Local College or DIY?

To teach at a local college or adult education center, start by scouting out the options and then check online for instructions for applying. Or just call the college’s information office and ask.

Keep in mind, though, that part-time college instructors are not highly paid (the average part-time self-enrichment teacher made $16 per hour in 2006), so you may find the application process more trouble than it’s worth — particularly if you have no prior experience.

The alternative is to organize your own workshop.

One of the big benefits of a DIY course or seminar is that you have complete freedom in how to market it — and in selling your photography books and prints to supplement the fees from attendees. Many photographers make the bulk of their workshop income from the products they sell to students.

But you will have to market the course yourself, something you’ll have to do with flyers, press releases, advertising and networking. It’s not that difficult — but it does take time and effort.

What to Teach

Unless you’re an old pro hoping to teach to photography newbies, it’s probably a good idea to steer clear of workshops that focus on the basics. Lots of people know what an f-stop is, how the rule of thirds works and how to change a lens. That sort of information they can read in a book for themselves.

To build audiences for your workshops, it’s better to focus on a particular subject. If you browse through subjects offered in adult education centers, you’ll find subjects like “Indian Vegetarian Cooking” rather than just “Cooking,” and “Romantic Poetry” rather than just “Literature.”

By keeping your workshop focused, you will reduce the size of your potential market — but you’ll also have fewer competitors, and students with a real passion for the subject.

So shoot images of your specialization. Show them to your class as a teaching tool. And then have them available in book form so that your students can buy them afterward.

6 Responses to “How to Make Money from Photography Workshops”

  1. I'm a photojournalist with 2 decades of experience. I've found teaching Digital SLR workshops as well as Photoshop Elements workshops in my community to be very rewarding.
    I've had great classes with engaged folks who are eager to learn new skills. It's awesome watching them grow.

  2. thank you very much for your idea.I would like to get more information.basic knowledge in Digital Photography. [email protected]
    Anil Perera Sri Lanka.

  3. I teach workshops in San Diego and love every minute of it. I'm not sure I agree that we need to stay away from the basics. I'm amazed by how many people with top quality DSLRs have no idea what F stops are and even if they do they cannot deal with equivalent exposures. I get many workshop attendees who describe themselves as 'experts' who really don't know how to control their cameras to get the results they want. I teach many quite advanced classes, but my basics class is by far the most popular.

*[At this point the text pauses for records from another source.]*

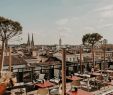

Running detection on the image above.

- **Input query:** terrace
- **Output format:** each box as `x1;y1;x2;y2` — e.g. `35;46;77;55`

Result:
0;48;113;95
0;60;113;95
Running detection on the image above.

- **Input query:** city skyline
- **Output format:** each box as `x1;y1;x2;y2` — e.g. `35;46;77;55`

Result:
0;0;113;45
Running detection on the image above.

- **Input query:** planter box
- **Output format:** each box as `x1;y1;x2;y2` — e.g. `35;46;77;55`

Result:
0;83;6;95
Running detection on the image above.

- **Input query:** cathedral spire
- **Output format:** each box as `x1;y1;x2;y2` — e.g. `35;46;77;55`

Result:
27;33;30;47
31;33;34;48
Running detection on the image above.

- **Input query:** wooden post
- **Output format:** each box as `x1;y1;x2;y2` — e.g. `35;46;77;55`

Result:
92;46;95;68
62;48;66;95
9;47;12;71
31;67;34;82
80;46;82;74
0;41;5;74
104;43;106;70
103;39;107;70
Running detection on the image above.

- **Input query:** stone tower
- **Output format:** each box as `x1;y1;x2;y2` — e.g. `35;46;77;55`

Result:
59;38;62;47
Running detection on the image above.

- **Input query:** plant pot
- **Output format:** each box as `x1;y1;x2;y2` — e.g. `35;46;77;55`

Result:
0;83;6;95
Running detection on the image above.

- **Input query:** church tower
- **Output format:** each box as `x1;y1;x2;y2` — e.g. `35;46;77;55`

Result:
58;38;62;49
59;38;62;47
31;33;34;48
27;33;31;47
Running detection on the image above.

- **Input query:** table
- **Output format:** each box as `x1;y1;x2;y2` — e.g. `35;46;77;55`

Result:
11;88;26;95
67;89;93;95
66;76;82;81
34;81;54;88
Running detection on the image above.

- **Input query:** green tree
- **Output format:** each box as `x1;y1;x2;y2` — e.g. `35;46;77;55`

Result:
0;16;22;72
82;33;103;67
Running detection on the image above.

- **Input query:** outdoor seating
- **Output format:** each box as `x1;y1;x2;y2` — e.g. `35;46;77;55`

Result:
74;73;80;76
34;81;54;88
36;74;45;83
49;77;60;84
37;88;49;95
80;79;93;91
11;87;26;95
49;85;59;93
49;87;59;95
82;74;91;78
25;82;35;92
66;89;93;95
59;83;71;95
66;76;82;81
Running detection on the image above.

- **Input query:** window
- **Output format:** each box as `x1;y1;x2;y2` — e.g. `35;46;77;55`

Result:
70;58;71;61
66;58;68;61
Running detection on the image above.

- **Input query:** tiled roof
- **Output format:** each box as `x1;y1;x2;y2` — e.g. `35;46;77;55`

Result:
1;55;27;66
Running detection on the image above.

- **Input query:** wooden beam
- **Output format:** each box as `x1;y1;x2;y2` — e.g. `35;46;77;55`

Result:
9;47;12;71
80;46;82;74
62;48;66;95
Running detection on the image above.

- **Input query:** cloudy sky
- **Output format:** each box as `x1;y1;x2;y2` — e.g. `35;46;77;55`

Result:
0;0;113;45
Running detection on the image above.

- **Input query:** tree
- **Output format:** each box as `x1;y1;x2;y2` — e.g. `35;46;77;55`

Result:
0;16;22;72
82;33;103;67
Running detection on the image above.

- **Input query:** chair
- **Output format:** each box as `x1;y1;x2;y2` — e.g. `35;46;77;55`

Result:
49;85;59;95
11;88;26;95
74;73;79;76
50;77;60;84
50;89;59;94
36;74;45;83
12;77;17;86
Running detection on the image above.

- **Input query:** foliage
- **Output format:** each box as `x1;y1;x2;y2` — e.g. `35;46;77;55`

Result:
82;33;103;67
0;16;22;42
0;16;22;72
82;33;103;47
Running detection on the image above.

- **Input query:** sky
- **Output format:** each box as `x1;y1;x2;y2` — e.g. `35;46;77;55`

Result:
0;0;113;45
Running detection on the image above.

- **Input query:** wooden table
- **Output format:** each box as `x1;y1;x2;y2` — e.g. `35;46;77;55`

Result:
35;81;54;88
66;76;82;81
67;89;93;95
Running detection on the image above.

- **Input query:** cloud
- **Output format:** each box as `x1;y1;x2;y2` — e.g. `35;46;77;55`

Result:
57;26;71;33
95;5;113;11
56;17;78;36
100;10;113;18
56;17;78;26
56;18;69;26
94;5;113;18
55;0;113;44
84;26;95;32
97;24;113;30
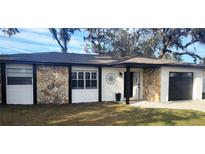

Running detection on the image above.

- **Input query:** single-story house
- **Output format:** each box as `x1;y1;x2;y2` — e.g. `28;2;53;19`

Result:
0;52;204;105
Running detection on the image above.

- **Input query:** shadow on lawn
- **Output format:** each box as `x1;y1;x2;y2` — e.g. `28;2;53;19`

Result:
1;102;205;126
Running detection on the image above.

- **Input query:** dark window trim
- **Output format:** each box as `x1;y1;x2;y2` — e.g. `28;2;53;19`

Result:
98;67;102;102
1;63;6;104
68;66;72;104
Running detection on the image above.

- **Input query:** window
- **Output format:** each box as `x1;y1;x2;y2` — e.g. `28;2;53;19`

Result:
72;71;97;89
72;72;84;89
7;77;32;85
85;72;97;89
7;67;33;85
169;72;177;77
85;72;91;88
182;72;193;78
71;72;77;88
78;72;84;88
169;72;193;78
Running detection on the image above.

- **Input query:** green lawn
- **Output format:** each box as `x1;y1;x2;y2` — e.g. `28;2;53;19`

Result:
1;102;205;126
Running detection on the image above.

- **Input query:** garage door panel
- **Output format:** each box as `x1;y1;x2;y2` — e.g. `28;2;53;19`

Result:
6;65;33;105
169;72;193;101
7;85;33;104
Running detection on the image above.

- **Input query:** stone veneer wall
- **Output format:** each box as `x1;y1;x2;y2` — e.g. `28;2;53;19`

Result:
37;65;69;104
143;68;161;102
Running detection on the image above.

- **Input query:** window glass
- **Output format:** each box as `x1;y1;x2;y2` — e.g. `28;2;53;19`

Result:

  4. Completely disagree with a lot of this article - I teach three different colleges and most people have a very patchy understanding of the basics or they don't understand them at all. LIke the previous poster - my basic classes are by far the most popular and are always over prescribed.
    You really should do a bit more research before you post this kind of information as it's very misleading.

  5. I found this post very interesting as myself I'm planing of starting to organize photography workshops based on how to use speedlits for complex lighting. All of the information above will be very useful for me.

  6. I agree with the others about not teaching the basics. I teach an intro and intermediate DSLR photography class in the Birmingham, Alabama area. I also have an ebook, blog, and am working on a series of video classes. I'm a 20 year pro but new to the teaching aspect. There are SO many people who have bought a digital SLR and don't know the first thing about it. They feel lost and while, yes, there are TONS of resources on the web for free, blogs, YouTube, etc, they want hands on instruction.

    I have had a few aspiring pros but for the post part it's people who want to take better pictures of their kids. There is a plenty big market for those interested in the basics!